UCLA gets in on the action
For about a million bux, UCLA's Plasma Physics Group is reported to be getting a nice "little" cluster of 256 dual G5 Xserves. Unlike COLSA and VT however, these guys do have some experience with Xserve clusters, since they've worked with NASA to create clusters based on the G4 Xserve. Before anyone asks why anyone would use a G4 Xserve for a cluster in the era of fast Xeons, CFD and other code may be amenable to Altivec acceleration, so despite its lousy FP performance, the G4 often is quite nice for this type of work. Similarly, Genentech seemed to love its G4 clusters for bioinformatics work, precisely because of Altivec. In fact, Apple now has a G5 Xserve based Workgroup Cluster specifically geared to bioinformatics types, along with pre-installed Altivec-accelerated bioinformatics applications.
The University of Maine, too
The University of Maine is also creating a 256 dual G5 Xserve cluster, also with funding ($680000) from the US Army. It seems the US military has just as much money to throw around these days as ever, if not more. Assembly of this system has already begun, and you can follow its progress in their gallery.
Xserve sales unprecedented
This has been a remarkable year for the server group at Apple. The G5 Xserve is hugely popular, being aggressively priced, well-packaged, and apparently quite easy to use. Apple does not publish separate Xserve sales numbers, but it has long been rumoured that the G4 Xserve's unit sales ranged only the few thousand range per quarter. These few G5 supercomputers might just equal those types of sales numbers, and that's not including the large numbers of other Xserves that are being sold to small labs and small businesses. (It's rumoured that large clusters represent the minority of Xserve sales.) Too bad it has taken so long. The G5 Xserve was announced in January, but because of IBM's 90 nm growing pains, it has taken until June/July for the G5 Xserve to ship in volume. This is right at the transition from one quarter to another, which will impact on the G5 sales numbers to be announced today. Still it looks like IBM and Apple are over the hump, and the coming quarter looks very positive for the Xserve. I would not be surprised to see shipments of 5-digit units in this quarter.
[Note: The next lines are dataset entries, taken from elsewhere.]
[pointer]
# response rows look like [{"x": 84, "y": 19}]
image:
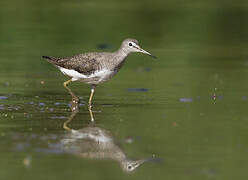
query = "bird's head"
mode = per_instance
[
  {"x": 132, "y": 45},
  {"x": 129, "y": 165}
]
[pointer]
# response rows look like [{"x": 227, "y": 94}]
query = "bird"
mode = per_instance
[{"x": 94, "y": 68}]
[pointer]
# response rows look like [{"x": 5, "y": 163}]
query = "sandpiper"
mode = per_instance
[{"x": 95, "y": 67}]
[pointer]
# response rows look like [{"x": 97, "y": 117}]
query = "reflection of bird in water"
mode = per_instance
[{"x": 95, "y": 143}]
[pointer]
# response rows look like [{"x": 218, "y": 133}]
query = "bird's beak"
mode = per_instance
[
  {"x": 144, "y": 52},
  {"x": 139, "y": 162}
]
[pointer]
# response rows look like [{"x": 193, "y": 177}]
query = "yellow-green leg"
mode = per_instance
[{"x": 90, "y": 102}]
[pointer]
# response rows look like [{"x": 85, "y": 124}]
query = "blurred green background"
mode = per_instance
[{"x": 188, "y": 108}]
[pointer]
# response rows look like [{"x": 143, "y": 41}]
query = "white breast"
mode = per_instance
[{"x": 102, "y": 74}]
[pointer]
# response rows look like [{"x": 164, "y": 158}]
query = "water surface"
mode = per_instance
[{"x": 187, "y": 110}]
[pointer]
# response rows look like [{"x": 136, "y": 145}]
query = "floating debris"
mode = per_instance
[
  {"x": 58, "y": 117},
  {"x": 27, "y": 161},
  {"x": 137, "y": 90},
  {"x": 185, "y": 99},
  {"x": 41, "y": 104},
  {"x": 3, "y": 97},
  {"x": 244, "y": 98}
]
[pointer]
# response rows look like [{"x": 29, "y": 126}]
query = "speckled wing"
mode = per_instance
[{"x": 85, "y": 64}]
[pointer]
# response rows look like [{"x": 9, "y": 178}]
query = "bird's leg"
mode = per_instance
[
  {"x": 90, "y": 102},
  {"x": 69, "y": 90}
]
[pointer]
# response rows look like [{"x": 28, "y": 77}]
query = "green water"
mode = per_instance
[{"x": 187, "y": 109}]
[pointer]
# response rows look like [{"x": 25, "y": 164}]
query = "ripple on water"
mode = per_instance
[
  {"x": 3, "y": 97},
  {"x": 137, "y": 90}
]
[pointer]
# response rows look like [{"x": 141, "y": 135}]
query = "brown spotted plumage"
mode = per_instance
[{"x": 95, "y": 67}]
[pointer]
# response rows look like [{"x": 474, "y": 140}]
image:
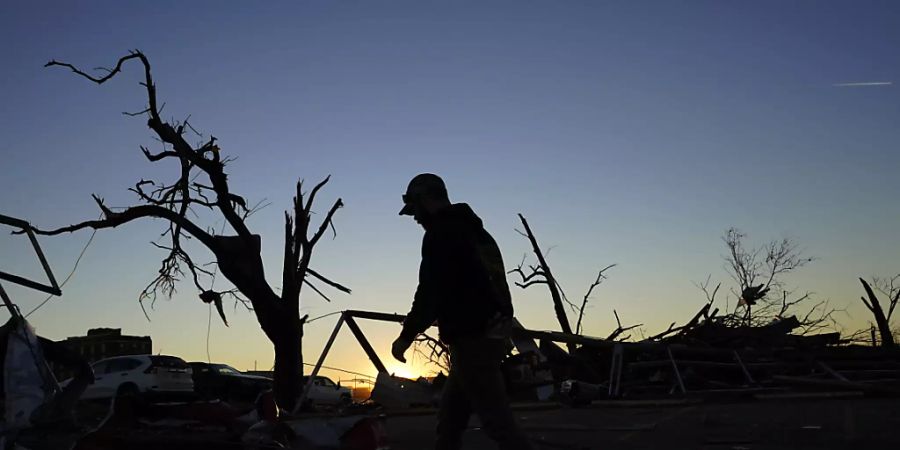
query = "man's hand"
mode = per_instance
[{"x": 398, "y": 348}]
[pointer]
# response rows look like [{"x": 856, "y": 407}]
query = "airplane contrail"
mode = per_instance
[{"x": 864, "y": 84}]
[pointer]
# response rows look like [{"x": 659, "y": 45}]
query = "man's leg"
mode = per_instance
[
  {"x": 453, "y": 416},
  {"x": 478, "y": 369}
]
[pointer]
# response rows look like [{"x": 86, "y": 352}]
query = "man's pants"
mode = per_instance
[{"x": 476, "y": 385}]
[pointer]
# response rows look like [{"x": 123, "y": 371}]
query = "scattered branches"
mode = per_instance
[{"x": 433, "y": 350}]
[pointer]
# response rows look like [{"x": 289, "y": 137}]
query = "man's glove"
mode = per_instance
[{"x": 398, "y": 348}]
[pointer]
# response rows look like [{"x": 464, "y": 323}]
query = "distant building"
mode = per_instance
[
  {"x": 103, "y": 343},
  {"x": 108, "y": 342}
]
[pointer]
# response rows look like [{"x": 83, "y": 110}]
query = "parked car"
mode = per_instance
[
  {"x": 227, "y": 383},
  {"x": 327, "y": 392},
  {"x": 148, "y": 375}
]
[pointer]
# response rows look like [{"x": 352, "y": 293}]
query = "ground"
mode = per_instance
[{"x": 832, "y": 423}]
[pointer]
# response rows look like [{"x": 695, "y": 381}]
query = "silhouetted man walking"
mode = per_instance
[{"x": 462, "y": 285}]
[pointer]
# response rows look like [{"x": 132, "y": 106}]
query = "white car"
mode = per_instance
[
  {"x": 326, "y": 392},
  {"x": 149, "y": 375}
]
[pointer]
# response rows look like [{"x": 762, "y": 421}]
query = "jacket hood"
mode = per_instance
[{"x": 461, "y": 214}]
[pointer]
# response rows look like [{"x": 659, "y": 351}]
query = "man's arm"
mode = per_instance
[{"x": 424, "y": 308}]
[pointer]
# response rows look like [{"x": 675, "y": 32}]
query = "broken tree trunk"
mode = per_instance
[
  {"x": 881, "y": 320},
  {"x": 551, "y": 281}
]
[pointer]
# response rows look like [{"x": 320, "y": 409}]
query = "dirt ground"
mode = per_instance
[{"x": 836, "y": 423}]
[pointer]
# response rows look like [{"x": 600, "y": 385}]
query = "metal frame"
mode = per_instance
[{"x": 53, "y": 287}]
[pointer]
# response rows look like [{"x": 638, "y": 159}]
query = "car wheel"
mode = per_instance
[
  {"x": 127, "y": 399},
  {"x": 127, "y": 390}
]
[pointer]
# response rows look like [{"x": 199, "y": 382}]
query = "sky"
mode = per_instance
[{"x": 627, "y": 132}]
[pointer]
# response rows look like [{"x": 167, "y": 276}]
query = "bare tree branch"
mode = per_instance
[{"x": 601, "y": 275}]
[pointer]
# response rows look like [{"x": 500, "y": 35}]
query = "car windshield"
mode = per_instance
[{"x": 225, "y": 369}]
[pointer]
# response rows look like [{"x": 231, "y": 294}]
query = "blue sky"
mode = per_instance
[{"x": 627, "y": 132}]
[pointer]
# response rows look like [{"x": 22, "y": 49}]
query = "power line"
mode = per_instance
[{"x": 78, "y": 260}]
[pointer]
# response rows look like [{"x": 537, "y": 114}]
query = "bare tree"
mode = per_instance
[
  {"x": 203, "y": 183},
  {"x": 540, "y": 273},
  {"x": 601, "y": 275},
  {"x": 889, "y": 287},
  {"x": 761, "y": 291}
]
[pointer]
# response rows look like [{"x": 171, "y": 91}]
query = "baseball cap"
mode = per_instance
[{"x": 422, "y": 184}]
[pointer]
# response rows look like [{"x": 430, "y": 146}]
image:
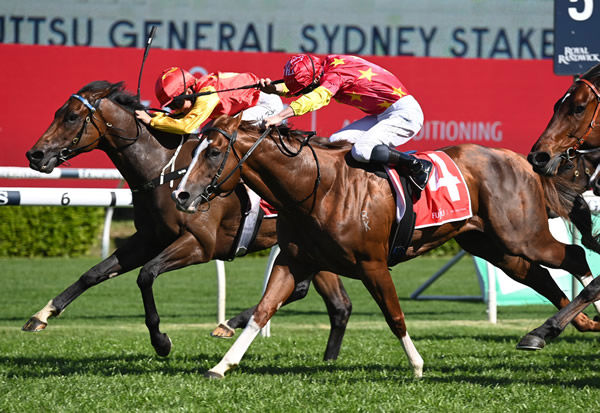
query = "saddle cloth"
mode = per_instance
[{"x": 445, "y": 198}]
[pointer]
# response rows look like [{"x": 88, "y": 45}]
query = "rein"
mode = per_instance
[
  {"x": 581, "y": 140},
  {"x": 214, "y": 185}
]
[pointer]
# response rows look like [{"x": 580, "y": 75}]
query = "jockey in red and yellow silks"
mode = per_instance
[
  {"x": 393, "y": 116},
  {"x": 176, "y": 81}
]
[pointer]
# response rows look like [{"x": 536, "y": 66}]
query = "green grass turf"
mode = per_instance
[{"x": 97, "y": 355}]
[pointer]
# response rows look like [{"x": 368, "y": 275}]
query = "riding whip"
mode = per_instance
[{"x": 148, "y": 43}]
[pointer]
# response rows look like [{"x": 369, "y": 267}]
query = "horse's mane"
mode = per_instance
[
  {"x": 113, "y": 91},
  {"x": 293, "y": 135}
]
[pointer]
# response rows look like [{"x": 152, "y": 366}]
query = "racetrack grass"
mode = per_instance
[{"x": 97, "y": 355}]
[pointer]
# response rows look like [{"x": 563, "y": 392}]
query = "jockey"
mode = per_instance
[
  {"x": 393, "y": 115},
  {"x": 188, "y": 115}
]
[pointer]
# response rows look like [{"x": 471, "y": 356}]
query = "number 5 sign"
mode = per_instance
[{"x": 576, "y": 36}]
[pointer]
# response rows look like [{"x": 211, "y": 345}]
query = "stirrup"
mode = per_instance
[{"x": 420, "y": 178}]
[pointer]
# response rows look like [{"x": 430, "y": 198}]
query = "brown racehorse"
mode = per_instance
[
  {"x": 574, "y": 125},
  {"x": 101, "y": 116},
  {"x": 338, "y": 218}
]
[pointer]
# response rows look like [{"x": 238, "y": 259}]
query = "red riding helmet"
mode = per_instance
[
  {"x": 300, "y": 72},
  {"x": 170, "y": 84}
]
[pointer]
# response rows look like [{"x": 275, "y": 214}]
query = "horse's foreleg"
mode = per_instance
[
  {"x": 535, "y": 340},
  {"x": 528, "y": 272},
  {"x": 182, "y": 252},
  {"x": 339, "y": 308},
  {"x": 227, "y": 329},
  {"x": 382, "y": 289},
  {"x": 124, "y": 259},
  {"x": 585, "y": 280},
  {"x": 280, "y": 286}
]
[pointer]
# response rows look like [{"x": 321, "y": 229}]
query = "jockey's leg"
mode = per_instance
[
  {"x": 416, "y": 169},
  {"x": 267, "y": 105}
]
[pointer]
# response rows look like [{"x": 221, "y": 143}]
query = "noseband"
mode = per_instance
[
  {"x": 581, "y": 140},
  {"x": 212, "y": 188},
  {"x": 68, "y": 152},
  {"x": 214, "y": 185}
]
As for the future, Xserve sales will probably just get better in 2005. That's when OS X 10.4 Tiger comes out, which will allow true 64-bit support (with memory addressing over 4 GB per process). Plus, by then, people will have been able to see functioning G5 supercomputers in action, doing real work.
Oh, and one more thing...
While it's not a Mac supercomputer, it's still a G5 based one. IBM has been commissioned to build a 2282 dual G5 blade server based system for Spain, using 2.2 GHz 970FX chips which don't exist on the Mac side. I wonder how long it will take for 2.2 GHz G5s to make their way into Power Macs and/or Xserves. If IBM can put 2.2 GHz chips into blades, then Apple should have no problem putting them into Xserves.